If this is true, then it was — and still is — worth continuing to work on precisely this in 2025, despite all the turmoil, and to draw lessons from more or less successful experiments in new policymaking under Joe Biden or Germany’s traffic-light coalition. For example, by better understanding why so many people feel a loss of control that leads them to doubt democracy and institutions. And why, for instance, Joe Biden, with his Inflation Reduction Act, ​did not achieve greater political success​.

By now, understanding has matured of what a proactive policy could look like — one that anticipates economic upheavals and attracts new industries at an early stage, so that social disasters like those once seen in the Rust Belt do not occur again. That a transformation fund in the small German state of Saarland can serve as a concrete example prompted economists around Dani Rodrik at Harvard University, following the Berlin Summit 2024, to produce a ​case study​, which was published recently.

Local embeddedness is essential, ​argued Saarland’s finance minister Jakob von Weizsäcker​ at the Berlin Summit 2025. This is a fundamental insight that more recent research on industrial policy is seeking to further develop under the heading of place-based policies.

Another insight that has been maturing and generating new ideas is this: it achieves little to cling to the old idea that climate protection can primarily be achieved by punishing climate-damaging behaviour through higher prices — if the principle of carbon pricing proves politically unsustainable in practice; and if raising fuel prices, for example, achieves little as long as people lack affordable alternatives in the form of reasonably priced electric vehicles with sufficient range and charging infrastructure. In that case, it may be better to subsidise much more aggressively first — and only then price the old technologies, as Eric Lonergan, Michael Grubb and Isabella Wedl argue in their ​Forum paper​ on appropriate sequencing.

Still, there were also advances in 2025: in Germany, the debt brake was finally loosened, for whose strictness there were hardly any compelling economic reasons left. The challenge now is how best to design and deploy the €500 billion package in order to ​address the dramatic long-term consequences of the austerity obsession​ of the black-zero doctrine years. This is far from trivial after decades in which it was considered improper for the state to do such things at all — and when, accordingly, no one was thinking about how to do them. Naturally.

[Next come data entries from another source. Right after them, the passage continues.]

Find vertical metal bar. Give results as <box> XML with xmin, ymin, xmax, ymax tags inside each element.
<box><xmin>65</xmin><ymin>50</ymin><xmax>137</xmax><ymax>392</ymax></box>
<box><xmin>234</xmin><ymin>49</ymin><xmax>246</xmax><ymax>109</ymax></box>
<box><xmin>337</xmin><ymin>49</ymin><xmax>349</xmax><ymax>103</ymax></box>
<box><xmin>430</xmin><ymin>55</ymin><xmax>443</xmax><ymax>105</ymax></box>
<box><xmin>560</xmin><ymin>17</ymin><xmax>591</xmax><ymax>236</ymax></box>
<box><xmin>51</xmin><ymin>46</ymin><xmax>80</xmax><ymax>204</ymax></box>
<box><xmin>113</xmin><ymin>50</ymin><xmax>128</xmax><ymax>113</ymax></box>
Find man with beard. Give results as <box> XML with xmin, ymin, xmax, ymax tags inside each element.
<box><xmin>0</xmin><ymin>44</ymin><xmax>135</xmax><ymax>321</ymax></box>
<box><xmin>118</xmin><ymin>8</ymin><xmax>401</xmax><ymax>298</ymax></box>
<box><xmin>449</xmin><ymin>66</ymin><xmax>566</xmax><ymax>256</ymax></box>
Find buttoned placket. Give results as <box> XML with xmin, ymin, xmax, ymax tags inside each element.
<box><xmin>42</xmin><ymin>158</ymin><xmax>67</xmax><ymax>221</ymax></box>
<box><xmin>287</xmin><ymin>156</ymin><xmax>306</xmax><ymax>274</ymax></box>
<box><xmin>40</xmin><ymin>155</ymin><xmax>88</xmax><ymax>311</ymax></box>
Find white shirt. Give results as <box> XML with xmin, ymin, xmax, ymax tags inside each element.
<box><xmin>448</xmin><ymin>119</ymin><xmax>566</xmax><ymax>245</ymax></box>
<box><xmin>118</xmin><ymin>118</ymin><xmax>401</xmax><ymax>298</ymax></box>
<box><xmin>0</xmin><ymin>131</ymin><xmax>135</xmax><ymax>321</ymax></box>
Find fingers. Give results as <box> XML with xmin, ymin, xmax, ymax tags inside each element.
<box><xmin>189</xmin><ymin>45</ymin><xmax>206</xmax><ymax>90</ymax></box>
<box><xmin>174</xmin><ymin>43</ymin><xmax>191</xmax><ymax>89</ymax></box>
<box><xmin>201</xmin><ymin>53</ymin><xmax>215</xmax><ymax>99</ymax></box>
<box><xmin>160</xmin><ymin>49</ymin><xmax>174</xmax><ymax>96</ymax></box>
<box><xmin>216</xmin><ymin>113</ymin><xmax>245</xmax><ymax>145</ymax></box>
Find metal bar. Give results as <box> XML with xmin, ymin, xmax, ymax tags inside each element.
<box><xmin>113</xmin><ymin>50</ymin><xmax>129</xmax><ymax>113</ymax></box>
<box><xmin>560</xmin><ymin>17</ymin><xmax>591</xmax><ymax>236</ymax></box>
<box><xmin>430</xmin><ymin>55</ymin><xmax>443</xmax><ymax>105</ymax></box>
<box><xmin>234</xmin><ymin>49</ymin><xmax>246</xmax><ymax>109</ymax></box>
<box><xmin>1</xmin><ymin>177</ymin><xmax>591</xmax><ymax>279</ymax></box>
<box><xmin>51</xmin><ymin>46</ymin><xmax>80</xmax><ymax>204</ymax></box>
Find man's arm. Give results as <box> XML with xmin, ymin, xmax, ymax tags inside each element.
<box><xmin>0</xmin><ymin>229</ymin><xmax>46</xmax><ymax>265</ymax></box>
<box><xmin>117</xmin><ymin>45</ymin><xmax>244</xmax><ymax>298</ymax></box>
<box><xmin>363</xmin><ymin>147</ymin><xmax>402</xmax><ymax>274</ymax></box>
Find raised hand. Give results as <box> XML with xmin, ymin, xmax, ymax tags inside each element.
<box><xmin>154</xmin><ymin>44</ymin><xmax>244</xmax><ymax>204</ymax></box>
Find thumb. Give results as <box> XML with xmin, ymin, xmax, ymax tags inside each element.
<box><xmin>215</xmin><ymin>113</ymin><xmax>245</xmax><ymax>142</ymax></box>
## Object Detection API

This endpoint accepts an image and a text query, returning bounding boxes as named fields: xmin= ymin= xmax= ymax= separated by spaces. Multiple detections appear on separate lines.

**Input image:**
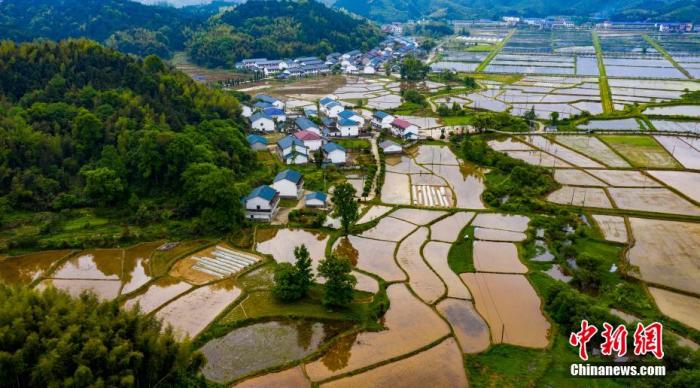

All of these advances in understanding were drowned out by the din of tariff conflicts, nationalist clamour, or confused attempts to return to the supply-side economics of bygone times. Yet they could be extremely valuable if it becomes clear that neither noise nor retro thinking will lead people to feel more economic control again, nor avert climate crises or dramatic inequality. That the time for something new and better thought through might unexpectedly return is at least hinted at by some of the election results of recent weeks in the United States.

In this spirit, many thanks to everyone who, over the past year, has contributed ideas — or even just listened and tried to follow along. It is worth it. And it will continue to be worth it — in a year 2026 that will not, at first glance, be much easier. What is at stake is a new paradigm that once again brings people along and wins them back for democracy. That takes time.

Have a wonderful weekend — and a reflective, restful time!